The increasing pace of corporate change identified by the research will put added pressure on CIOs to do more, faster, better – and with less.
Among the many roles CIOs will play in this CEO agenda, two stand out.
As providers of IT services to the enterprise, CIOs must transform their IT applications, services and infrastructures into nimble, automated environments that can support the enterprise of the future – and do it as quickly as possible.
The fact is that, for many, the enterprise of the future will be difficult to support with existing IT environments, which typically include silos of data, applications and hardware that can slow change.
CIOs must break down inhibitors to change while managing the associated risks. Just as the automobile assembly line had to evolve to support the globally integrated automobile companies of the 21st century, IT must continue to evolve as it becomes increasingly critical to the enterprise of the future.

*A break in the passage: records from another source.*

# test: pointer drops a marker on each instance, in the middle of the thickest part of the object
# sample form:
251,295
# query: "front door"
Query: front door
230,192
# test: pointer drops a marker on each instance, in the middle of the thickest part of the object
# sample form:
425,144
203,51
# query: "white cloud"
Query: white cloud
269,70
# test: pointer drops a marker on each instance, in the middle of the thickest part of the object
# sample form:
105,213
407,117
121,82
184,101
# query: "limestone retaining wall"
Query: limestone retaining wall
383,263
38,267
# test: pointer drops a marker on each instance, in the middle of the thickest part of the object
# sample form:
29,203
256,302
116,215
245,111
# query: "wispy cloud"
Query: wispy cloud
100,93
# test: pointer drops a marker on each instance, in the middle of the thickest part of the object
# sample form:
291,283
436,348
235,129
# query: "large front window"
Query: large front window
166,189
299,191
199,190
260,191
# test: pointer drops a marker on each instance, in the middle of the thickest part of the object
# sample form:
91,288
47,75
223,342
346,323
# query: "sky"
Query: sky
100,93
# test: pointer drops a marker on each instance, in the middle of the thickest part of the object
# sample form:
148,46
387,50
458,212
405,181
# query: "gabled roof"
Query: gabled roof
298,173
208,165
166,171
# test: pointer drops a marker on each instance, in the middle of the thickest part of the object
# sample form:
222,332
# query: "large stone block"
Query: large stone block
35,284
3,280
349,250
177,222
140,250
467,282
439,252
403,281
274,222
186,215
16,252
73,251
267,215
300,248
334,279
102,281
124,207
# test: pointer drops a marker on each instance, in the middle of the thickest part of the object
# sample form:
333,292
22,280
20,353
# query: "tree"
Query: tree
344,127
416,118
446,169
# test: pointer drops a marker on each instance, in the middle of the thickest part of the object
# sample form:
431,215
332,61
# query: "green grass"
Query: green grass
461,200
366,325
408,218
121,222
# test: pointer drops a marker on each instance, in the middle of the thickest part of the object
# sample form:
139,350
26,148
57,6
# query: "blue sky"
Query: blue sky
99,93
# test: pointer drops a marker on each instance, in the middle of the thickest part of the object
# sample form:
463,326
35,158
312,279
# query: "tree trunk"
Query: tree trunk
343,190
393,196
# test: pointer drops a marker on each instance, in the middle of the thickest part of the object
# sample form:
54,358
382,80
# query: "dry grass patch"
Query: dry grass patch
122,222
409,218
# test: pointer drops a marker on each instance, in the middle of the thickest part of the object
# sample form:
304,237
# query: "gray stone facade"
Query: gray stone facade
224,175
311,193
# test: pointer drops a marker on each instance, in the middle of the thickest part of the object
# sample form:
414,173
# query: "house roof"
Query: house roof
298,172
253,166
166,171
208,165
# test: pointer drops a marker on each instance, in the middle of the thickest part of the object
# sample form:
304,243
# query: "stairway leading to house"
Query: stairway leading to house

CIOs will need to enhance service management in order to provide the consistent, reliable and innovative service delivery that will be so essential to the Enterprise of the Future.
Second, as leaders of IT, CIOs have the opportunity to transform their IT organizations into models for the rest of the enterprise and to become full partners to the business in the delivery of the enterprise of the future. IT is typically a major function within the enterprise – with significant and visible expense and capital budgets – so it faces many of the same challenges as the enterprise as a whole.
IT is also the provider of the technology-based solutions and services that enable the CEO vision. In fact, CEOs see technology as one of the top three external factors affecting their organizations.
Information will be the key to managing the change and innovation that define the Enterprise of the Future. That means IT organizations must evolve beyond managing data to creating business intelligence.
As an expert on the “art of the possible” the CIO can be a key ally of the CEO in moving toward a shared vision of the enterprise of the future.